To improve your health, aim for at least 150 minutes of moderate-intensity aerobic activity per week (or 30 minutes a day, 5 days a week). This type of activity speeds up your heart rate and breathing. You should be able to speak several words in a row while doing aerobic activities, but you should not be able to have a long chat.
Physical activity can be broken up into 10-minute sessions throughout the day. For example, take a brisk 10-minute walk before work, one after lunch, and another after dinner to get to 30 minutes a day.
To lose weight and keep it off, you may need more activity. Aim for 300 minutes per week (or 60 minutes a day, 5 days a week).
Try these moderate-intensity activities to reach your goal:
- walking briskly
- water aerobics
As you become more comfortable, consider adding more vigorous activities. Examples include these:
- aerobic dancing
- heavy gardening (digging and shoveling)

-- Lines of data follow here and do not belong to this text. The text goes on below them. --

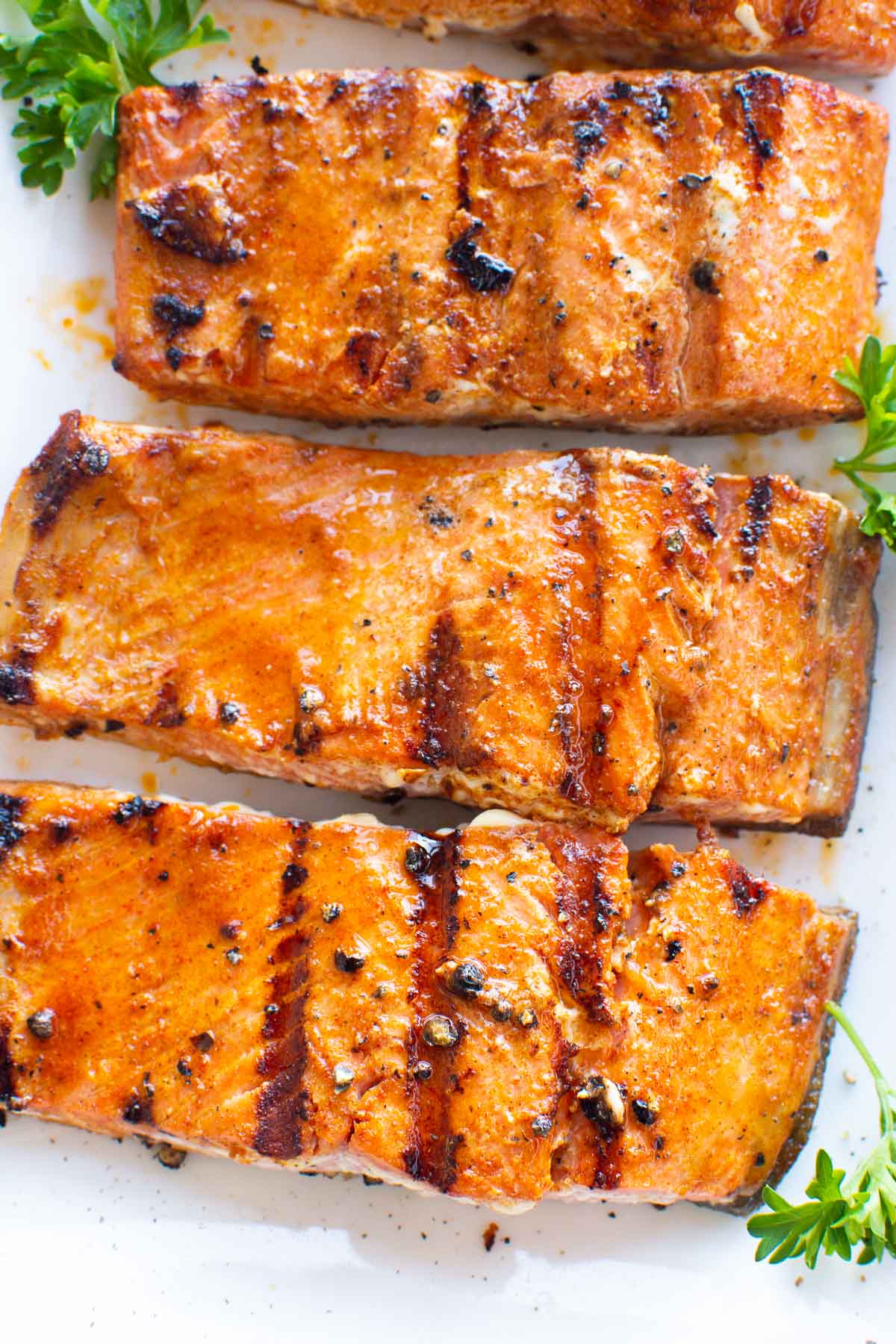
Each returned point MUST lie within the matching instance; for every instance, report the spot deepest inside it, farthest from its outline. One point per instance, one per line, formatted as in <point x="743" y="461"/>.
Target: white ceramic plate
<point x="97" y="1241"/>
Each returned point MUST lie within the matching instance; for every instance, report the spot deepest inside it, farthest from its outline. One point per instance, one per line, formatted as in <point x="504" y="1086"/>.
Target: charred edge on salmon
<point x="7" y="1088"/>
<point x="66" y="461"/>
<point x="746" y="890"/>
<point x="759" y="507"/>
<point x="432" y="1152"/>
<point x="11" y="833"/>
<point x="282" y="1104"/>
<point x="16" y="679"/>
<point x="176" y="217"/>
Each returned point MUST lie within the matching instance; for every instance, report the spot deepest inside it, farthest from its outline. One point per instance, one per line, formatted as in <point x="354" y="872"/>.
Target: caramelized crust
<point x="496" y="1012"/>
<point x="849" y="34"/>
<point x="573" y="636"/>
<point x="668" y="252"/>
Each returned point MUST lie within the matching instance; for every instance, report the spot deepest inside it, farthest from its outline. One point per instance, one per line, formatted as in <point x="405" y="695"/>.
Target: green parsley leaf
<point x="70" y="75"/>
<point x="875" y="385"/>
<point x="841" y="1213"/>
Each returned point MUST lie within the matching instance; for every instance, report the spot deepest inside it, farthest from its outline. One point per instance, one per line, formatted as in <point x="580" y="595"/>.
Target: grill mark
<point x="66" y="461"/>
<point x="282" y="1102"/>
<point x="800" y="16"/>
<point x="442" y="726"/>
<point x="7" y="1088"/>
<point x="477" y="108"/>
<point x="581" y="895"/>
<point x="432" y="1152"/>
<point x="576" y="715"/>
<point x="746" y="890"/>
<point x="761" y="94"/>
<point x="759" y="503"/>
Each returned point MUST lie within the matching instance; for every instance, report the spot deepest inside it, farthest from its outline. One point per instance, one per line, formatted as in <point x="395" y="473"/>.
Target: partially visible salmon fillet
<point x="496" y="1012"/>
<point x="857" y="35"/>
<point x="594" y="635"/>
<point x="664" y="252"/>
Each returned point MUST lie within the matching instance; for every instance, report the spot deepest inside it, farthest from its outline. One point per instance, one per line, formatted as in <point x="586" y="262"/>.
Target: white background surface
<point x="97" y="1241"/>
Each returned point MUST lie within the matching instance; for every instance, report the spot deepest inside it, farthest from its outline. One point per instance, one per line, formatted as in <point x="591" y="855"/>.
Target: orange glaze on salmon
<point x="665" y="252"/>
<point x="496" y="1012"/>
<point x="588" y="635"/>
<point x="848" y="34"/>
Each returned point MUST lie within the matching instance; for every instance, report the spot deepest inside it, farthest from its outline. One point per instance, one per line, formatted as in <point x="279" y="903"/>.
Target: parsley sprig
<point x="875" y="385"/>
<point x="70" y="75"/>
<point x="842" y="1213"/>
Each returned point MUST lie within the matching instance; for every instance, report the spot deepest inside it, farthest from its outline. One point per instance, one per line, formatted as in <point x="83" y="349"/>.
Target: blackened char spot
<point x="7" y="1089"/>
<point x="442" y="691"/>
<point x="282" y="1100"/>
<point x="432" y="1152"/>
<point x="747" y="892"/>
<point x="366" y="352"/>
<point x="588" y="136"/>
<point x="800" y="16"/>
<point x="193" y="218"/>
<point x="11" y="831"/>
<point x="16" y="679"/>
<point x="485" y="275"/>
<point x="136" y="806"/>
<point x="173" y="314"/>
<point x="137" y="1108"/>
<point x="759" y="507"/>
<point x="476" y="96"/>
<point x="761" y="94"/>
<point x="67" y="460"/>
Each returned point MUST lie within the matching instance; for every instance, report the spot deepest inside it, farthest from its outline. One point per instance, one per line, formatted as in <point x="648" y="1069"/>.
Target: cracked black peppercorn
<point x="348" y="961"/>
<point x="415" y="859"/>
<point x="642" y="1112"/>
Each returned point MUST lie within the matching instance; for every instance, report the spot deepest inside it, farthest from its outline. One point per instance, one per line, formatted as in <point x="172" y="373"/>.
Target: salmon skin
<point x="659" y="252"/>
<point x="836" y="34"/>
<point x="594" y="635"/>
<point x="497" y="1012"/>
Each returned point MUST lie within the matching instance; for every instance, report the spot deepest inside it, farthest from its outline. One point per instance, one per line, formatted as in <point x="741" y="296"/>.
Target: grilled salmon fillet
<point x="497" y="1012"/>
<point x="857" y="35"/>
<point x="667" y="252"/>
<point x="586" y="635"/>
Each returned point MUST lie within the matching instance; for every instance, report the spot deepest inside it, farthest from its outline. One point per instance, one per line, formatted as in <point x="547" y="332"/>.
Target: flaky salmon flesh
<point x="848" y="34"/>
<point x="500" y="1012"/>
<point x="664" y="252"/>
<point x="595" y="635"/>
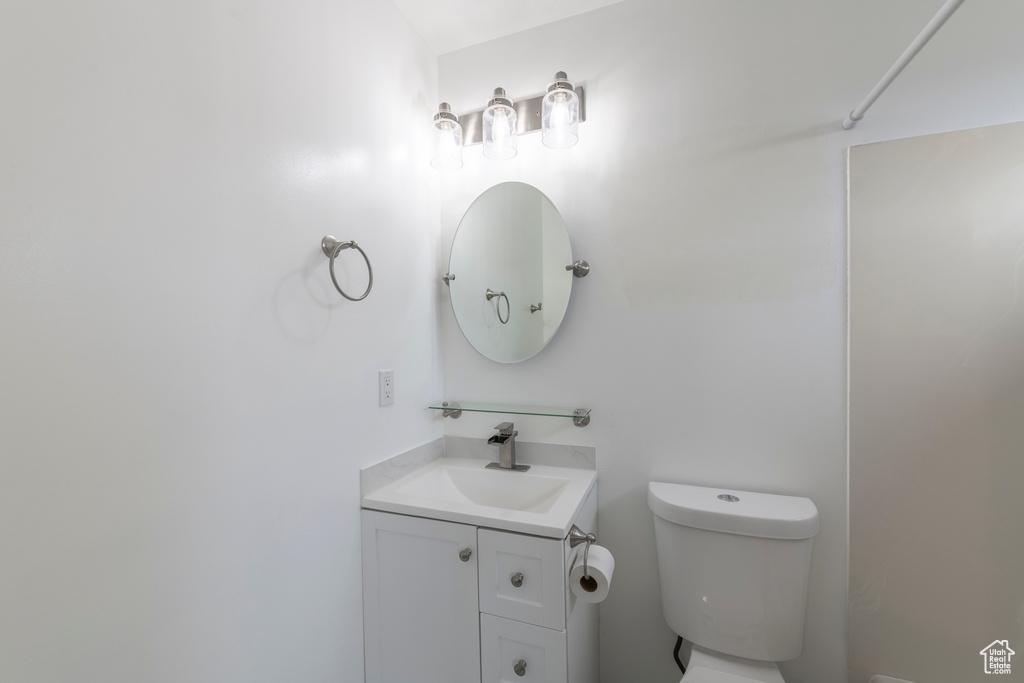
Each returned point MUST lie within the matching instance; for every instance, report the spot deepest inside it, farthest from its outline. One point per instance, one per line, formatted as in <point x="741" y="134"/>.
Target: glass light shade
<point x="560" y="114"/>
<point x="499" y="123"/>
<point x="448" y="139"/>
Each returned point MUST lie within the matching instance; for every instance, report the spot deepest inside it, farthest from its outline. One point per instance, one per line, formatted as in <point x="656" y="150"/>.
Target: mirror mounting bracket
<point x="580" y="268"/>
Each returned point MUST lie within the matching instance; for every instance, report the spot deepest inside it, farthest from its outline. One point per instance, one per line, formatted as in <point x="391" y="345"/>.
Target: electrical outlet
<point x="386" y="378"/>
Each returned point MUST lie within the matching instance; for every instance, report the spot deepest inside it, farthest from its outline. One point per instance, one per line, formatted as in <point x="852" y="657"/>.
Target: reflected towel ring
<point x="332" y="248"/>
<point x="498" y="307"/>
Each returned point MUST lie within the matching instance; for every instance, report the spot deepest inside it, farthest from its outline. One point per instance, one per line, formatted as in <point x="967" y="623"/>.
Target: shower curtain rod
<point x="909" y="53"/>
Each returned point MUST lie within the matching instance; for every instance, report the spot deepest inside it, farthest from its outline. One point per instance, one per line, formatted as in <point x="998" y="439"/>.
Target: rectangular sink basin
<point x="543" y="501"/>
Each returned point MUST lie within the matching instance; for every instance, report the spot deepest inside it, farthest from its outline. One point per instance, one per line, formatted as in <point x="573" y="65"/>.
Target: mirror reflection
<point x="511" y="288"/>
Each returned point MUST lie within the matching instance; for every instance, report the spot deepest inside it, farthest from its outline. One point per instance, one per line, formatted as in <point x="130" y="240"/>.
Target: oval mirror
<point x="511" y="288"/>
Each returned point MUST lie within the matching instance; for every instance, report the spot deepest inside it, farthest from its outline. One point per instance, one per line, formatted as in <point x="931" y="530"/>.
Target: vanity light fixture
<point x="556" y="114"/>
<point x="560" y="114"/>
<point x="499" y="127"/>
<point x="448" y="139"/>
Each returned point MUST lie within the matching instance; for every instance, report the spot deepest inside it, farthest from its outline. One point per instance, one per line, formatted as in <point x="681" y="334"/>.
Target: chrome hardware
<point x="577" y="536"/>
<point x="332" y="247"/>
<point x="505" y="438"/>
<point x="527" y="117"/>
<point x="498" y="307"/>
<point x="580" y="268"/>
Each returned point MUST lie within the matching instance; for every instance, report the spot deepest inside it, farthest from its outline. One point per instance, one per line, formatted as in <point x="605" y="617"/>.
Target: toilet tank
<point x="734" y="567"/>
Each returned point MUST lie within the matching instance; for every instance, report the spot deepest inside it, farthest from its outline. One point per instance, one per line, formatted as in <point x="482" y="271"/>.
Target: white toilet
<point x="734" y="568"/>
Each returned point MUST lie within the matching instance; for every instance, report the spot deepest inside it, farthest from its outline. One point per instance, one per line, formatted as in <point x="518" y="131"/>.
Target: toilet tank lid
<point x="764" y="515"/>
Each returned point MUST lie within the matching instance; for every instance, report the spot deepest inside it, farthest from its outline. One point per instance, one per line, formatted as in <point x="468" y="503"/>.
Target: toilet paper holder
<point x="578" y="536"/>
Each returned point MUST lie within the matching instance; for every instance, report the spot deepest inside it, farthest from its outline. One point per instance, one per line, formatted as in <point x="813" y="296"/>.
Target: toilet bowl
<point x="733" y="567"/>
<point x="705" y="666"/>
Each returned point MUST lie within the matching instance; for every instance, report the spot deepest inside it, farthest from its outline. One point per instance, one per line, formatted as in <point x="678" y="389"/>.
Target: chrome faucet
<point x="505" y="438"/>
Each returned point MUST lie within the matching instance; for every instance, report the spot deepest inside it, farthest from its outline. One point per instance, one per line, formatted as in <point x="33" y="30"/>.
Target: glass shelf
<point x="580" y="416"/>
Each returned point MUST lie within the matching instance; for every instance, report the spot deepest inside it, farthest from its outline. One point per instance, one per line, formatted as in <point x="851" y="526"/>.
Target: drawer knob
<point x="520" y="668"/>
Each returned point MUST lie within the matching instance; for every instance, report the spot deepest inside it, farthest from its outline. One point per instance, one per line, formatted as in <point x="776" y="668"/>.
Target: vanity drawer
<point x="505" y="644"/>
<point x="522" y="578"/>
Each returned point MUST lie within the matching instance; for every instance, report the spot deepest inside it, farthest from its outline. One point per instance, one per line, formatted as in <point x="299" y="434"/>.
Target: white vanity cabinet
<point x="504" y="615"/>
<point x="420" y="621"/>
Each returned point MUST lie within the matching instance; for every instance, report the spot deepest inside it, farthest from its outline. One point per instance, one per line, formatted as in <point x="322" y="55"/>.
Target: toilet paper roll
<point x="600" y="565"/>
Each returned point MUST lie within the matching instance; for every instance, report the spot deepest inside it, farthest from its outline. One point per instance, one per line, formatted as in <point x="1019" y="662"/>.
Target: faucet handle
<point x="505" y="429"/>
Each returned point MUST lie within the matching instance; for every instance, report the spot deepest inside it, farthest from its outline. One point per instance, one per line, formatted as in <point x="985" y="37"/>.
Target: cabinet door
<point x="420" y="606"/>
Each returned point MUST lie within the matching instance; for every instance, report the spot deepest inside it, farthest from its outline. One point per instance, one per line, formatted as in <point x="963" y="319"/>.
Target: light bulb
<point x="499" y="127"/>
<point x="560" y="114"/>
<point x="448" y="139"/>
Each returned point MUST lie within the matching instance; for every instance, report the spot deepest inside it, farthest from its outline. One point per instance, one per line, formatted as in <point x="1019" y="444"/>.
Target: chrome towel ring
<point x="498" y="306"/>
<point x="332" y="248"/>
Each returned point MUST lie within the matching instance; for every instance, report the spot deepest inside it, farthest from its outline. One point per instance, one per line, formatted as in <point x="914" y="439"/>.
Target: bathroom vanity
<point x="458" y="590"/>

In addition to aerobic activity, on at least 2 days per week, try activities that strengthen your muscles. Examples are exercises that use hand weights or your own body weight.
Think about your weekly goal and the activities you will do each day to meet your goal.
Try these ideas:
- Ask a friend or family member to be your workout buddy and plan an activity together. Sign up for a low-cost fitness class at a local center or make plans to visit a park or museum where you can walk together safely.
- Take a daily 15-minute walk if your schedule allows and you can do so safely. If the weather is bad or, you don’t have a safe place to take a walk near your home, visit a local shopping center and walk indoors.
- In addition to your moderate-intensity activities, build physical activity into the things you do every day. This can be very helpful when your time is limited, or you need to care for your children. Do housework with energy, park farther away, or get off public transportation one block earlier and walk the rest of the way.
Write down your goal for getting more active and how you will meet it. Track your progress to help you stick with it.
|Goal and How I Will Meet It
Beat your physical activity roadblocks!
|Then Try This…
|don’t have child care
|Be active with your children: bike, play tag, or walk together.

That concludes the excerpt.